Most candidates hear "design the data model for Instagram" and immediately start throwing table names at the wall:

"Uh... users table, posts table, comments table, likes table..."

They jump straight to schema without establishing what the system actually needs. The result is a schema that looks plausible but falls apart under questioning — missing indexes, wrong shard keys, expensive queries on hot paths.


The right way — 4 steps#

Step 1 — Extract entities from nouns#

Read the functional requirements. Pick out every noun. Those are your entities — the things that need to exist in your database.

Instagram requirements: - Users can post photos - Users can follow other users - Users can like and comment on posts - Users can see a feed of posts from people they follow

Nouns: user, post, photo, comment, like, follow

Not every noun becomes a table. Before writing any schema, filter out the nouns that aren't real stored entities:

  • Photo — not a separate entity. It's an attribute of Post (stored as a URL pointing to S3). Photo lives as a column on the posts table, not its own table.
  • Feed — not a stored entity at all. A feed is a computed result — "show me recent posts from people I follow." It's derived from Posts + Follows at query time, or precomputed and cached in Redis. There is no feeds table.

What remains as actual entities: user, post, comment, like, follow

These become your tables (or collections, or documents, depending on your DB choice).


Step 2 — Extract relationships from verbs#

Read the same requirements. Pick out every verb. Those are the relationships between your entities.

  • Users post photos → User has many Posts
  • Users follow other users → User follows User (self-referential many-to-many)
  • Users like posts → User likes Post (many-to-many)
  • Users comment on posts → User comments on Post (many-to-many with content)

Map them out before writing any schema:

User     → posts →      Post       (1:many)
User     → follows →    User       (many:many, self-referential)
User     → likes →      Post       (many:many)
User     → comments →   Post       (many:many with body text)
Comment  → belongs to → Post       (many:1)

Step 3 — Define access patterns#

This is the most important step and the one most candidates skip.

Access patterns are the actual read queries your system needs to serve.
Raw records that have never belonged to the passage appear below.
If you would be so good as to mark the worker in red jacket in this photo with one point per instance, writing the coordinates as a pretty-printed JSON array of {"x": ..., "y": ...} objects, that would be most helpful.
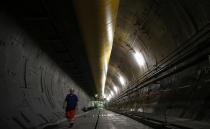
[{"x": 70, "y": 104}]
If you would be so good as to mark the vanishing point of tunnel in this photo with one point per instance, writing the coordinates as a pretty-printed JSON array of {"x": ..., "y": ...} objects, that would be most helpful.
[{"x": 133, "y": 64}]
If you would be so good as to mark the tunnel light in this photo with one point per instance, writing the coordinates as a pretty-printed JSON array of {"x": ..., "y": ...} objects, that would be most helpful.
[
  {"x": 115, "y": 89},
  {"x": 122, "y": 80},
  {"x": 139, "y": 58}
]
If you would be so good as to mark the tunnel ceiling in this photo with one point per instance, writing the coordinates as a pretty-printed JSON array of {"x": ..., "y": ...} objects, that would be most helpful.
[{"x": 148, "y": 33}]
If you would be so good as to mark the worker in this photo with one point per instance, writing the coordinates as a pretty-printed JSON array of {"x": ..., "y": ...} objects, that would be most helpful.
[{"x": 71, "y": 104}]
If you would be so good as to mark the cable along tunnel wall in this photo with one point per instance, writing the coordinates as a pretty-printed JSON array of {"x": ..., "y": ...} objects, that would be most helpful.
[{"x": 33, "y": 87}]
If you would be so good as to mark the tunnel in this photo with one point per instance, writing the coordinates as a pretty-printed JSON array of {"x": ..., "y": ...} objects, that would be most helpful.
[{"x": 133, "y": 64}]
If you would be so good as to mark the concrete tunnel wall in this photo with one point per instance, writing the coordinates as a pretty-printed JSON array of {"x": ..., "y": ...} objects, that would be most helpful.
[{"x": 33, "y": 87}]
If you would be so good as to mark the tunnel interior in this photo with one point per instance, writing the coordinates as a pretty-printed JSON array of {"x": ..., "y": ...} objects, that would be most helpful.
[{"x": 159, "y": 66}]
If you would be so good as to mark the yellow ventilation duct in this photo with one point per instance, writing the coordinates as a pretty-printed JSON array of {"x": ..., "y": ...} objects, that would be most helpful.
[{"x": 97, "y": 19}]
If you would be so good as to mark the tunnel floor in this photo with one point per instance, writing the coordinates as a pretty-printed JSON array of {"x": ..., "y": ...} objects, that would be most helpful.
[{"x": 102, "y": 119}]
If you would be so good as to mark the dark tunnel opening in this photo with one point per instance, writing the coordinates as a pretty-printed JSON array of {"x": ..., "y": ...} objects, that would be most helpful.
[{"x": 158, "y": 73}]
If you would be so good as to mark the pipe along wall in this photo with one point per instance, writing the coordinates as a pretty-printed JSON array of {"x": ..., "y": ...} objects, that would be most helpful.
[{"x": 32, "y": 87}]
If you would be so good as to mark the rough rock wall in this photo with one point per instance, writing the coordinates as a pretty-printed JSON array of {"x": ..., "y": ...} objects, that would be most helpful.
[{"x": 32, "y": 86}]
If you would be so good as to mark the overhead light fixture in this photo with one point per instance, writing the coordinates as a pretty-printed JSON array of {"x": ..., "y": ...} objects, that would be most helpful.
[
  {"x": 122, "y": 80},
  {"x": 139, "y": 58}
]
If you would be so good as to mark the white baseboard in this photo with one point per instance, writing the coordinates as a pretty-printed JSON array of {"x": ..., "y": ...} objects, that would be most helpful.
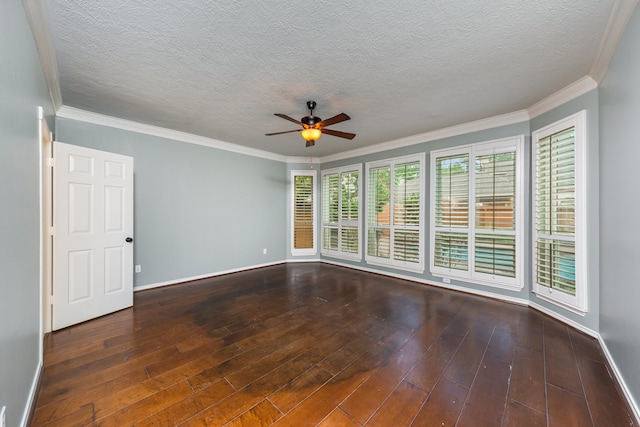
[
  {"x": 203, "y": 276},
  {"x": 32, "y": 395}
]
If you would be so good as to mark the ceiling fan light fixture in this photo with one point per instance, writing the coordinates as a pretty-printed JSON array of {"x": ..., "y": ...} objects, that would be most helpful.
[{"x": 311, "y": 134}]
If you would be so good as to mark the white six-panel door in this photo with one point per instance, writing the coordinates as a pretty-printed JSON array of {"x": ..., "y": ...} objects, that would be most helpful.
[{"x": 93, "y": 232}]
They drive every schema decision that follows — what to index, what to denormalize, what to embed, what to cache.

For Instagram: - Load a user's profile → fetch 1 user by ID - Load a user's posts → fetch all posts by user_id, ordered by time - Load the feed → fetch recent posts from everyone the user follows - Load comments on a post → fetch all comments by post_id, ordered by time - Check if user liked a post → yes/no lookup per post per user - Count followers → count rows in follows where following_id = user

Schema serves queries — not the other way around

If you design your schema first and figure out queries later, you'll end up with expensive joins and full table scans on your hottest read paths. Always establish access patterns before writing a single table.


Step 4 — Design the schema#

Now you write the schema — but every decision is justified by your access patterns:

  • Which columns to index → driven by your WHERE clauses
  • Composite index column order → driven by your most common filter + sort
  • Whether to normalize or denormalize → driven by join cost on hot queries
  • UUID vs auto-increment → driven by whether you'll shard
  • What to cache in Redis → driven by your hottest, most repeated queries

The one-line rule for interviews#

"Before I design the schema, let me first identify the entities from the requirements, map the relationships, and define the access patterns — because my schema will be shaped around what the system needs to query."

Saying this out loud signals to the interviewer that you have a process. That alone puts you ahead of most candidates.